New Autism Study
There’s a new study out in the American Journal of Psychiatry (“Prevalence of Autism Spectrum Disorders in a Total Population Sample”, by Young Shin Kim and colleagues) looking at exactly how common autism and autism spectrum disorders (ASD’s) are in the general population. The statistics that have most commonly been used has been 1 in 100 or 1 in 110 kids, but this project came to a very different conclusion.
Many past studies on the prevalence of autism have gone into communities and looked at medical and educational records in order to count how many kids have the diagnosis. The problem with this is that it obviously fails to count kids who are not identified by their doctors or schools. This study took a community with slightly more than 50,000 kids between the ages of 7 and 12, and tried to actually screen each one for an ASD (autism spectrum disorder). Over the course of five years they had parents fill out questionnaires, and when there were “red flags” they had those kids in for assessment.
The result was that they found A LOT of kids who had not been identified. These were mostly higher functioning kids with IQ scores that were at least in the average range, diagnosed with Aspergers, High Functioning Autism, or PDD-NOS. These were kids who were not receiving specialized services and had not been identified by their doctors.
When the kids who were identified by the researchers were added to the kids who had already been diagnosed, the actual prevalence of ASD in the community was not 1 in 110 or 1 in 100…it was 1 in 38!

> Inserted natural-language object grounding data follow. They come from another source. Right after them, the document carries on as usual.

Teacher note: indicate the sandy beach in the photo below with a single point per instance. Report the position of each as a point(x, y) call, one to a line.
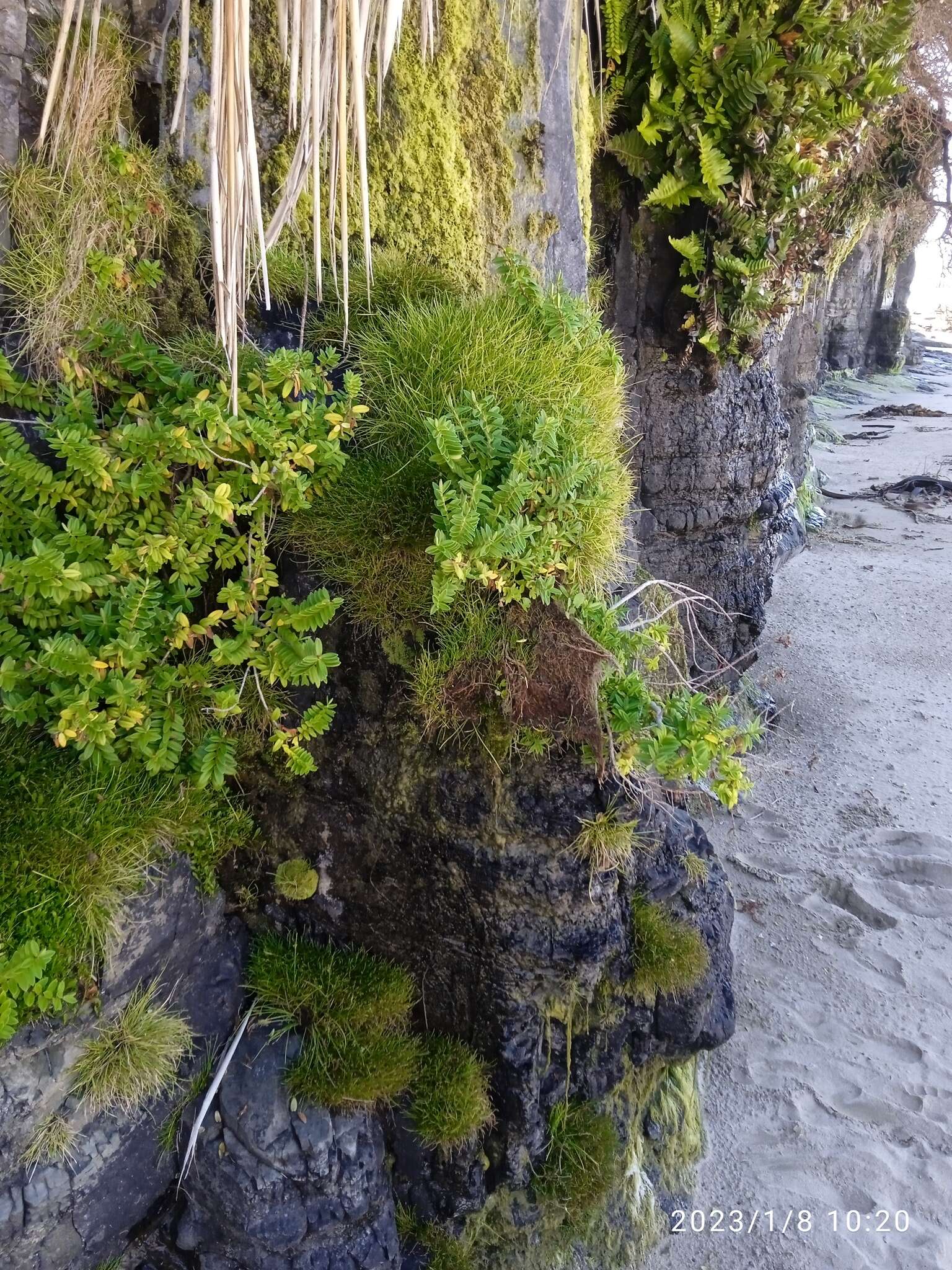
point(835, 1095)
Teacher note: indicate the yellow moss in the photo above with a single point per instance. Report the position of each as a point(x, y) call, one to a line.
point(441, 161)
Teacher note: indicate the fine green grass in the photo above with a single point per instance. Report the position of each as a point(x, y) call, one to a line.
point(606, 841)
point(582, 1163)
point(345, 1066)
point(696, 868)
point(451, 1094)
point(134, 1057)
point(75, 840)
point(669, 956)
point(443, 1250)
point(51, 1142)
point(170, 1126)
point(299, 984)
point(418, 351)
point(353, 1010)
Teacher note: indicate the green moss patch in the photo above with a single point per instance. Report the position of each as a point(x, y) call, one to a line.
point(451, 1094)
point(441, 162)
point(669, 956)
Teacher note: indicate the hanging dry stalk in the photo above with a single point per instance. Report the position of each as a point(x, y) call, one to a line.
point(332, 48)
point(238, 229)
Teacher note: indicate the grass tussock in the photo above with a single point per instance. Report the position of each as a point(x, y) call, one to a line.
point(353, 1010)
point(89, 215)
point(197, 1085)
point(419, 351)
point(134, 1057)
point(669, 956)
point(51, 1143)
point(606, 841)
point(442, 1249)
point(451, 1094)
point(582, 1163)
point(357, 1048)
point(76, 838)
point(337, 1068)
point(298, 984)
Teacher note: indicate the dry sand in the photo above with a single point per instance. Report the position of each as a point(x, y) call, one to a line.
point(835, 1094)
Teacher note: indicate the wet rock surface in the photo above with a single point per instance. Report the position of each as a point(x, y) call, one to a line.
point(462, 871)
point(71, 1215)
point(283, 1189)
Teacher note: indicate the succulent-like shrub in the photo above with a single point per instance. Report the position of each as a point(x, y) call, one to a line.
point(451, 1094)
point(744, 118)
point(669, 957)
point(27, 990)
point(134, 1057)
point(295, 879)
point(141, 616)
point(583, 1161)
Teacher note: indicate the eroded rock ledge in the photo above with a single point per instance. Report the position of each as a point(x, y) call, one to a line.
point(434, 858)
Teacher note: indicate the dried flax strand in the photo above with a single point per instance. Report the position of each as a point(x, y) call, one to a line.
point(236, 225)
point(56, 69)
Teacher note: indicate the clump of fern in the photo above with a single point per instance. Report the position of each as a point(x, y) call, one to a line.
point(450, 1103)
point(742, 120)
point(669, 957)
point(134, 1057)
point(519, 391)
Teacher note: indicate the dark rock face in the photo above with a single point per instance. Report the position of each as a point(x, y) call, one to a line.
point(866, 315)
point(462, 873)
point(718, 507)
point(276, 1189)
point(70, 1217)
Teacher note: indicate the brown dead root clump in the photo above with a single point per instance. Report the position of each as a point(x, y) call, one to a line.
point(552, 687)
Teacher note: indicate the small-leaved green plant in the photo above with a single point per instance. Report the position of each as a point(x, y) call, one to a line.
point(141, 615)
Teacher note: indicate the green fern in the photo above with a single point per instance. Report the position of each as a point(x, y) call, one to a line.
point(754, 112)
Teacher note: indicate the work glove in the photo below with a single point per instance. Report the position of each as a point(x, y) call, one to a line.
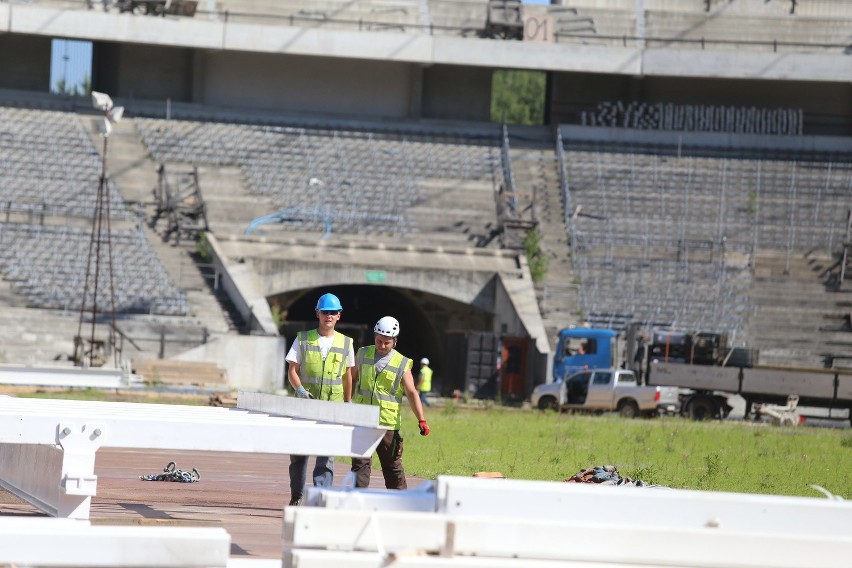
point(301, 392)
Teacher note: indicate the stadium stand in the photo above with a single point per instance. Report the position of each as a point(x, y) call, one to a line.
point(364, 181)
point(48, 188)
point(47, 159)
point(760, 24)
point(669, 239)
point(47, 264)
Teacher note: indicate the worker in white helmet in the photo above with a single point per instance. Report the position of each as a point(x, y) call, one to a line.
point(382, 374)
point(320, 363)
point(424, 381)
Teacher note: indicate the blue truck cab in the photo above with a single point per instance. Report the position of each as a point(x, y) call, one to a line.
point(581, 348)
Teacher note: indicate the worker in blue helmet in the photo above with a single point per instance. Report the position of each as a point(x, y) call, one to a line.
point(320, 363)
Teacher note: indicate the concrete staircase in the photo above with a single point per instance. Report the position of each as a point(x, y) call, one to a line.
point(798, 319)
point(536, 170)
point(165, 371)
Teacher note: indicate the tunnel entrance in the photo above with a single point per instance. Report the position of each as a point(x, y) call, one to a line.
point(425, 319)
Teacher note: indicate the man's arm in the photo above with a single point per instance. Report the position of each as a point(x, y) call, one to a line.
point(347, 385)
point(412, 396)
point(293, 375)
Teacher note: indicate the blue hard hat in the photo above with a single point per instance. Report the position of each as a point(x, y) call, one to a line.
point(329, 302)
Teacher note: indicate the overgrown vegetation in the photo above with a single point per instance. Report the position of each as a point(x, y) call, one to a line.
point(517, 97)
point(536, 259)
point(721, 456)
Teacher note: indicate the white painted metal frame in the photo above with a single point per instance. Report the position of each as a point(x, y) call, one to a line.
point(597, 539)
point(513, 523)
point(47, 447)
point(41, 541)
point(642, 506)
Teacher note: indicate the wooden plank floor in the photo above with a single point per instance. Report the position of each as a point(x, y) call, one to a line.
point(244, 493)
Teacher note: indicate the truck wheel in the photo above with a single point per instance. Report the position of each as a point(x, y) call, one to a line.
point(701, 408)
point(628, 408)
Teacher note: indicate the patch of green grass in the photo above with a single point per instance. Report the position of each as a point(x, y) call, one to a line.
point(740, 457)
point(118, 395)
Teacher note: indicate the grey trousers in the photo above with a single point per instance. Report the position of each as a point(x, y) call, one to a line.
point(323, 473)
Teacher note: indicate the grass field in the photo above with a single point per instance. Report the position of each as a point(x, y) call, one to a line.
point(525, 444)
point(721, 456)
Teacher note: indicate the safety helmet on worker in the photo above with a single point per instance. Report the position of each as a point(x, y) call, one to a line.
point(387, 326)
point(329, 302)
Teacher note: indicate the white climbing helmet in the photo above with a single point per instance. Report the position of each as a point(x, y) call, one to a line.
point(387, 326)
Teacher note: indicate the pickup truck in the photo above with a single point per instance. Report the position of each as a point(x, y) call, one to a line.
point(601, 390)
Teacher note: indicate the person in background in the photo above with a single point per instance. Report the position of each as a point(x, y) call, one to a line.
point(424, 381)
point(382, 374)
point(320, 367)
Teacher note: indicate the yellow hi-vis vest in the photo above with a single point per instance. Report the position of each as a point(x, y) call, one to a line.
point(323, 378)
point(385, 389)
point(425, 379)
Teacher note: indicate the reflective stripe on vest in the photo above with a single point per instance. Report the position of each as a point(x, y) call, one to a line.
point(311, 353)
point(425, 379)
point(398, 369)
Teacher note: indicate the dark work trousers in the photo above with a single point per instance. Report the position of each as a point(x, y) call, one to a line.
point(390, 456)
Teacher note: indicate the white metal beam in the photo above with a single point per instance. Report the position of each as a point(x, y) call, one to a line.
point(39, 541)
point(365, 415)
point(308, 558)
point(47, 446)
point(600, 539)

Not only is this a surprisingly high number, it is also very interesting in telling us about which kids are most likely to be “flying below the radar” in our communities. The kids who were most likely to be undiagnosed seemed to be not only kids who were higher functioning intellectually, but also girls.

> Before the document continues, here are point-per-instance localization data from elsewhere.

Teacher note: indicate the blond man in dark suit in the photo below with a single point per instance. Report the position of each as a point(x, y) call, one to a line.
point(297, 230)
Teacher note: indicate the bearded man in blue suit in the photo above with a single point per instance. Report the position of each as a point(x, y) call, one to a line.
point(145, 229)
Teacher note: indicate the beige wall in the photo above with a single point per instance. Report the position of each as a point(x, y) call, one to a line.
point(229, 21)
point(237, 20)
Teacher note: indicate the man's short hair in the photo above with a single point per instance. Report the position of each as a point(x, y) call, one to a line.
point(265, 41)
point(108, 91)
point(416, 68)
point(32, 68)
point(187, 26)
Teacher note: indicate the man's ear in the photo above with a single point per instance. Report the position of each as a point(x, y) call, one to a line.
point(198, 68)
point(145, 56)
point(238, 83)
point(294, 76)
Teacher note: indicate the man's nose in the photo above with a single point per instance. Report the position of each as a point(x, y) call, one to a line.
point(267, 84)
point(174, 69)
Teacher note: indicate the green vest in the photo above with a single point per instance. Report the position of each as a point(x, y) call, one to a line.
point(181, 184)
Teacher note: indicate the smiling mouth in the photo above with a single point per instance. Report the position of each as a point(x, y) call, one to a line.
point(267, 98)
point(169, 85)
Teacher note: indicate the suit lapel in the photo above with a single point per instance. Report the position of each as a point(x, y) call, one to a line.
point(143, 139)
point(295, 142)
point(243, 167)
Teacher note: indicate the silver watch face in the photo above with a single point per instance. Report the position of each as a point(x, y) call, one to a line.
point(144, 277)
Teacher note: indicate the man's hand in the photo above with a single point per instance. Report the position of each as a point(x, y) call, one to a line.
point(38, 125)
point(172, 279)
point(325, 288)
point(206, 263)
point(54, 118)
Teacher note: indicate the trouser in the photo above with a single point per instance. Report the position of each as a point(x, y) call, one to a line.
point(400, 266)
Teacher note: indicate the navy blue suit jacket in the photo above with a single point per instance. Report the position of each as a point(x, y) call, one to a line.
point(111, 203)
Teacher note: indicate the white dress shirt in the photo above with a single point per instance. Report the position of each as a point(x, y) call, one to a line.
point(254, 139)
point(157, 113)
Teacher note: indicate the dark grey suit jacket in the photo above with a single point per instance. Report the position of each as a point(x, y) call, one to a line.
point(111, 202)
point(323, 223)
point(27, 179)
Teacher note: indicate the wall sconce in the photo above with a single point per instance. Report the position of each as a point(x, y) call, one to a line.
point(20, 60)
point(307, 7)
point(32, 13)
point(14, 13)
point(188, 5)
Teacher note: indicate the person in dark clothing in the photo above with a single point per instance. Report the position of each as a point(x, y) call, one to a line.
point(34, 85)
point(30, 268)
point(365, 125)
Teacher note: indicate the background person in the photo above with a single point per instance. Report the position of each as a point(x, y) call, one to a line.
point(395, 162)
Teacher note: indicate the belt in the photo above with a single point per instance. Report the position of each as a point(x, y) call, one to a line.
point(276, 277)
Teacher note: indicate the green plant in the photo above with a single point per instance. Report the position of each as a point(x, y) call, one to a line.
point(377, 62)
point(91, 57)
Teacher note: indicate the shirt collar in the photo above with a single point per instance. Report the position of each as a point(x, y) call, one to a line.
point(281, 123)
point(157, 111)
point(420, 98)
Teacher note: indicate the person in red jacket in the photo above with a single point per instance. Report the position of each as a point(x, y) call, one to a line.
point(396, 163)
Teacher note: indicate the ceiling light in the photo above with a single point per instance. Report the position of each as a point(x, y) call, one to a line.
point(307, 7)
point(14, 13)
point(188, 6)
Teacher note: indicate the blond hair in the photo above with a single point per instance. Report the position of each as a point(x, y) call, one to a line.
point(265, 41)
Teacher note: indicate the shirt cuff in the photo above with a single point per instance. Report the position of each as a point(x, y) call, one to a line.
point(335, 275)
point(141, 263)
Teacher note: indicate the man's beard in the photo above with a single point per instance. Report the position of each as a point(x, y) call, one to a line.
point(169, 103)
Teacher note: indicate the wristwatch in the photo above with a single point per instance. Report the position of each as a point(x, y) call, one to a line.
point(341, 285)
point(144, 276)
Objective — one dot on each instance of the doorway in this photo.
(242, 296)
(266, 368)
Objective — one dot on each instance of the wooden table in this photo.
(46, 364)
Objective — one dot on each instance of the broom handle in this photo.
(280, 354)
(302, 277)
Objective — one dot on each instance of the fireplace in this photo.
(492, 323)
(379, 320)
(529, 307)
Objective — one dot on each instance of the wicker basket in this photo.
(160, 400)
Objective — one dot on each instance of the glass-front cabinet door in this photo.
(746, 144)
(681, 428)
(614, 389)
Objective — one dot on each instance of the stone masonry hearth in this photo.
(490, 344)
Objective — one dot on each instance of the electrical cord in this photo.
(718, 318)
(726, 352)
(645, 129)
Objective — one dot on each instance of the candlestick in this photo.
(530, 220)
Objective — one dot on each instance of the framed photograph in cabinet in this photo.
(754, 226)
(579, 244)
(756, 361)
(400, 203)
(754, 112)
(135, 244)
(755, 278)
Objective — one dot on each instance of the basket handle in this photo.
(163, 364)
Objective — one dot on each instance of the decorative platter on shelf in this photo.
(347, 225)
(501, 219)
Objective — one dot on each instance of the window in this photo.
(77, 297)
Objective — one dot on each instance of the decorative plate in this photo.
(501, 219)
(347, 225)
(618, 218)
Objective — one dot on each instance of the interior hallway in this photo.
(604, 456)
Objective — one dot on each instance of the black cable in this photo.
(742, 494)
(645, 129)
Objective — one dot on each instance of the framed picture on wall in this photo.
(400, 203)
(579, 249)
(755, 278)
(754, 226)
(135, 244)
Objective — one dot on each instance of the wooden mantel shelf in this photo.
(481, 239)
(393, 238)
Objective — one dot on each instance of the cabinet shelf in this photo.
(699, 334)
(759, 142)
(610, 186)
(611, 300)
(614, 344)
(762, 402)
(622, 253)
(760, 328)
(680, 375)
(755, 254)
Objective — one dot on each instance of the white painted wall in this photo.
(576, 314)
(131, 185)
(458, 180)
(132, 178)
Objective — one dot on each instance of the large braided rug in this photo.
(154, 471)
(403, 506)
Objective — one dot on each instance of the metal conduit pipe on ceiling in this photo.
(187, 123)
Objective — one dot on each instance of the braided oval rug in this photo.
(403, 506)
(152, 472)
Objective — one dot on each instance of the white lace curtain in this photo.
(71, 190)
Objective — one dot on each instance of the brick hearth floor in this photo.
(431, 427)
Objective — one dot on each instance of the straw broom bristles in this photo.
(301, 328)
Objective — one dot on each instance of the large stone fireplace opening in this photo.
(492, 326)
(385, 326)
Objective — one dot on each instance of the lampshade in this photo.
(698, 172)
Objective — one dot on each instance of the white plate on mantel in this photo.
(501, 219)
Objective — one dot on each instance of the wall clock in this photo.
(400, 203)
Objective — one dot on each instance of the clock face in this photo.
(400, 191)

It’s a great study, and a real wake-up call to how often we must be missing kids who are struggling with communication, socialization, and learning right under our noses.
I am a family child care provider for 20 years. I have 6 children and a very stimulating program with yoga, music, gymnastics and lot’s of art.I never remember having autistic children at all until maybe the last 10 years. Maybe one. Then in the last 5 years, many.Now, I have 2 kids who have issues, (parents in denial) and parents who have siblings who are autistic or ADDH. What gives? Why do all these kids have problems? Is it the food? Pollution? I think it’s older moms and dads. My daycare parents are all in their 40’s.
My youngest son was just diagnosed with autism at 21 months. From this diagnosis, and everything that I have been forced to learn about autism, I now believe that my younger brother (13 years old) and cousin (22 years old) are definately also on the spectrum. Both have many of the basic problems (food sensitivies, delayed speech, insomnia, learning disabilities for one, high IQ for the other, social issues, etc). They have both been seen by pediatricians with concerns about these and other issues, and it seems that red flags were never considered signs or symptoms of autism. Basically, wish we would have known then what we know now about autism.